Examples of using "Никакого" in a sentence and their turkish translations:
baskı uygulamıyor
Kesinlikle hiçbir risk yok.
- Hiçbir şey anlamsız değildir.
- Anlamı olmayan bir şey yoktur.
Herhangi bir ev, hiç olmamasından daha iyidir.

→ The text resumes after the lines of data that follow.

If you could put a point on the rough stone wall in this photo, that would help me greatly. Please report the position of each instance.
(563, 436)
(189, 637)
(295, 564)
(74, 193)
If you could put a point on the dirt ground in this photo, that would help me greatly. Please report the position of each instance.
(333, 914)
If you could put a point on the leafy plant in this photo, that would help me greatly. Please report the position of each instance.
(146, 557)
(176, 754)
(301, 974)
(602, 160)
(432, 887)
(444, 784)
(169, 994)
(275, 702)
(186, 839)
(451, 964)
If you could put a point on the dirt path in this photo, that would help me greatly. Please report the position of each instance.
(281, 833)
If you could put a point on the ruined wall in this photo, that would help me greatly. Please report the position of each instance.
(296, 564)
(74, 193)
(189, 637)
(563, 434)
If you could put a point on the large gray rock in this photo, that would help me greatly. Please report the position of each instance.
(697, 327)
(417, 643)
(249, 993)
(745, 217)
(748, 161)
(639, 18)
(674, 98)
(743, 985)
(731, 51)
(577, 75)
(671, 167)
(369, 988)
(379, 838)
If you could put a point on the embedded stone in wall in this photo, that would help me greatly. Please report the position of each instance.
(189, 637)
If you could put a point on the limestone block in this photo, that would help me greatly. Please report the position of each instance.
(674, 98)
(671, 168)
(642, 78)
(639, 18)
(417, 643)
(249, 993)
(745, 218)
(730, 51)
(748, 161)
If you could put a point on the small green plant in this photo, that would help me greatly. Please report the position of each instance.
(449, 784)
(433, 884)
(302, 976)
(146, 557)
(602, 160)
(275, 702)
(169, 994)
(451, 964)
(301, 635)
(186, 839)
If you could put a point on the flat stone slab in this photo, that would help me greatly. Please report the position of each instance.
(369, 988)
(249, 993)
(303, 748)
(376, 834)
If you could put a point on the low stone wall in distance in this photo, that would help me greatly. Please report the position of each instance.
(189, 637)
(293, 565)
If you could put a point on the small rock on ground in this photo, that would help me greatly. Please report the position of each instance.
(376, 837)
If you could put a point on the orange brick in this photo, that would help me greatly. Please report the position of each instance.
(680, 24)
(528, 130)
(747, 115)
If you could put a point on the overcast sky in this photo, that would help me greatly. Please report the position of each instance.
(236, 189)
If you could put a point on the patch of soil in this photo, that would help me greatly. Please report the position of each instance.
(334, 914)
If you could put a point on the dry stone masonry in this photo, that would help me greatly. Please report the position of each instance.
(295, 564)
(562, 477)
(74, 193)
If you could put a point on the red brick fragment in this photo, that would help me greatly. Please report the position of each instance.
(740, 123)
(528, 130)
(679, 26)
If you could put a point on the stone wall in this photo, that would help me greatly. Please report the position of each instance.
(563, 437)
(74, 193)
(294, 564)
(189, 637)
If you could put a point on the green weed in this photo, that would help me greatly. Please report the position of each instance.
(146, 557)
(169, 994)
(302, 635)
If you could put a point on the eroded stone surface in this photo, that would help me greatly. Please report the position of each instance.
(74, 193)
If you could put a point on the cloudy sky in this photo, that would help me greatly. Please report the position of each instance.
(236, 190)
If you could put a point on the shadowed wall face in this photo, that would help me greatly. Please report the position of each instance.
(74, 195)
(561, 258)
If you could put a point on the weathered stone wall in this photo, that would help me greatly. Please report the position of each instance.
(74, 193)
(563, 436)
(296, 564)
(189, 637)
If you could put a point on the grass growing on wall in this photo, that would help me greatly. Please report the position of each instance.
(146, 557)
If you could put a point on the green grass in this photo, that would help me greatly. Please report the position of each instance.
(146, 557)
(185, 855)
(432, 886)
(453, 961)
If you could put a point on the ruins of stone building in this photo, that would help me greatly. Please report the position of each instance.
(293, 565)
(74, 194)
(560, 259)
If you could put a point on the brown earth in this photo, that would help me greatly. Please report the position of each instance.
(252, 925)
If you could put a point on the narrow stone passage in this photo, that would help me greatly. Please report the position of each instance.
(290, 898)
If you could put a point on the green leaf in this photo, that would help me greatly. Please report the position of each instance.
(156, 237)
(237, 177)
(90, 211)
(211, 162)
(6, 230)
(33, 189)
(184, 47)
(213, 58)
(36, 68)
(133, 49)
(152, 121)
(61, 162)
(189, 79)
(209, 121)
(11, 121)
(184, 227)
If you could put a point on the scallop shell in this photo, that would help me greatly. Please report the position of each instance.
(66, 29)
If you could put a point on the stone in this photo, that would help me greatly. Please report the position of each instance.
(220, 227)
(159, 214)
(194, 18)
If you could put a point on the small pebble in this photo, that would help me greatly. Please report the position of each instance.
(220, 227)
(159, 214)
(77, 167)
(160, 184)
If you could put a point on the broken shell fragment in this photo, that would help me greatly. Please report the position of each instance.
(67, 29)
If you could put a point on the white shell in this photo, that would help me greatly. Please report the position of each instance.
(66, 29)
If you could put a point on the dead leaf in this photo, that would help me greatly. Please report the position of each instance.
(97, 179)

- Hiç kendine saygınız yok mu?
- Sizin hiç kendinize saygınız yok mu?
- Senin hiç kendine saygın yok mu?
ses tellerine hiçbir zarar vermemiş.
Dörtten önce bira yok.
Burada hiç bira yok.
Çünkü denge sistemi diye bir şey yok.
önlemenin bir yolu ise yok
Size hiçbir zarar gelmeyecek.
Fırtına hiçbir hasara neden olmadı.
Şüphe yoktur.
Bunun herhangi bir anlamı yok.
Bu hiç de mantıklı değil.
Ben hiçbir koku alamıyorum.
- Hiç çözüm yok.
- Hiçbir çözüm yok.
Daha fazla bisküvi yok!
Açıklamam yok.
Onu yapmanın anlamı yok.
Tom hiç zarar vermiyor.
Onlar hiçbir açıklama yapmadı.
Hiçbir şey mantıklı değil.
Tek bir çıkış yolu görmüyorum!
Hiç seçeneğim yok.
Tom şiddet istemiyordu.
Tom dikkat etmiyor.
Hiçbir benzerlik görmüyorum.
Tom herhangi bir cevap almadı.
- Hiç baskı hissetmiyorum.
- Üzerimde hiç baskı hissetmiyorum.
Onun sizinle bir ilgisi yok.
Bunun sizinle bir ilgisi yok.
Bizim o konuda yapacak hiçbir şeyimiz yoktu.
Burada olmaya hakkın yok.
Bunun seninle bir ilgisi yoktu.
Beni tamamen görmezden geldin.
Burada kalma isteğim yok.
Senin bununla bir ilgin yok.
Sizinle bir ilgisi yok.
Bunun Tom'la bir ilgisi yok.
- Tom Mary'ye hiç dikkat etmedi.
- Tom, Mary'ye hiç dikkat etmedi.
Aslında bir planımız yok.
Bu lanet olası hiç mantıklı değil.
Onun hakkında gizli bir şey yoktu.
O hiçbir ahlaki değere sahip değil.
Tom'un şansı olmayacak.
Tom bana herhangi bir seçenek bırakmadı.
- Onun bir anlamı bile yok.
- O, bir anlam bile ifade etmiyor.
Onun hiç kurşun kalemi yoktu.
Sana herhangi bir ilaç vermeyeceğim.
Olanla ilgili yapacak bir şeyim yoktu.
Tom'dan kimseye zarar gelmez.
Oraya tek başıma gitmeye hiç niyetim yok.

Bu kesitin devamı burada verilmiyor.